It's not safe to be a queer person of color in America
The massacre in Orlando brought me back to when I was four-years-old. I have never written of the experience, I spoke it out loud once—just a few months ago—at a Latinx conference.
At four, my mother and I were separated. She had to migrate from Mexico to the U.S. after years of physical and emotional domestic abuse leading up to my younger sister’s death. I was too young to understand the violence that my mother and sister had experienced, but I knew that I was somehow safe, or at least, that’s what everyone around me kept telling me.
During the time my mother and I were separated, I lived in a household where at age four, I was expected to “act like a man,” meaning that I could not cry, I could only play outdoors, and that I wasn’t allowed to play with girls.
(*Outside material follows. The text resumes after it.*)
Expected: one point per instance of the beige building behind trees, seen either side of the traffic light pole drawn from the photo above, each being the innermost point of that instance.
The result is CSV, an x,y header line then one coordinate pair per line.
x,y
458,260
When I got caught playing with an 8-month-old girl, my caretaker forced me into a dress for acting like “una niña.” I was beaten while wearing a dress, and forced to stand outside, alone in the open streets of Mexico City. Neighborhood boys pointed, laughed, and threw rocks at me. I don’t remember if I thought I was going to die, or thought that it was a fair punishment for being feminine, and not man enough. I was four, but now that I am older, the memories come back as if it just happened.
On Sunday, I woke up to the overwhelming vibration of my cellphone on the nightstand. What the hell could be so important?
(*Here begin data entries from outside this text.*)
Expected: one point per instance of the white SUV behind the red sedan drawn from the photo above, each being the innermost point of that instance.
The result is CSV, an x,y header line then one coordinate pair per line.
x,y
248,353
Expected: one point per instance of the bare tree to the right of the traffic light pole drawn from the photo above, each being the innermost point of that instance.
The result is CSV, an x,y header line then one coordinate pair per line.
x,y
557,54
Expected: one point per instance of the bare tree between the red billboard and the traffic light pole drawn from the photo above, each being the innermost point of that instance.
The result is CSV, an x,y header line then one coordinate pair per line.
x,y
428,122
Without putting my glasses on, I saw that I had been added to a group text with friends I’d had dinner with the night before. There had been a shooting at a gay club early Sunday in Orlando, Florida, during the club’s “Latin night.” Someone texted, “50 of our people were killed last night!! We need a space for our people to process this. I need to process this.” I couldn’t comprehend the texts, so I read them again. Then I thought about my childhood, and realized that I, too, needed to process.
I realized that even though I have been involved in social justice movements since 2010, chanting all over the U.S., “undocumented and unafraid, queer, and unashamed,” the truth is, I am still afraid. I am afraid even though I am no longer undocumented. I am afraid despite the U.S. recognizing gay marriage. I am afraid because just as homophobia and transphobia—paired with racism and anti-blackness—were root causes of the torture I survived at the age of four, they fueled the shooting in Orlando. Acts of violence are committed against queer people and people of color every day, whether they are massacres like Orlando or the Charleston church shooting, or more intimate tragedies that are rarely reported in the media.
Then there’s the fact that people quoted by mainstream media have used Orlando to criminalize people from the Muslim community, and to shame those of us that are queer, transgender, intersex, etc. for trying to live authentic lives. Let’s face it: we aren’t living in a post-race or post-gay society.
As an Afro-Latinx gender-non-conforming immigrant, I must emphasize that Sunday’s massacre cannot be isolated as a random act or purely an act of Islamic terrorism. Too many people are dismissing that the shooting took place during Pride month at a Latin night event. Even friends on social media have said that this shooting has nothing to do with race, because, after all, white gay people go clubbing, too. But Sunday’s shooting was an attack against a primarily young crowd of Latinx and Black individuals celebrating their existence in a world that has continually tried to silence them. We can’t deny that it occurred because our (American) culture devalues the lives of womyn and people of color, and has through our history.
We are not all Orlando.
When I was four, I was tortured for acting feminine—femininity, and therefore, womynhood, was weak and not to be celebrated. If I had stayed away from playing with girls, my caretaker argued, I would have never been punished. I was beaten and mocked because I was wearing a dress, but also, because I am visibly Black. As a Black body in Mexico, my worth and value as a human being has always been questioned. I cannot detach my Blackness, my femininity, my queerness, or my mental health from an analysis on what happened in Orlando.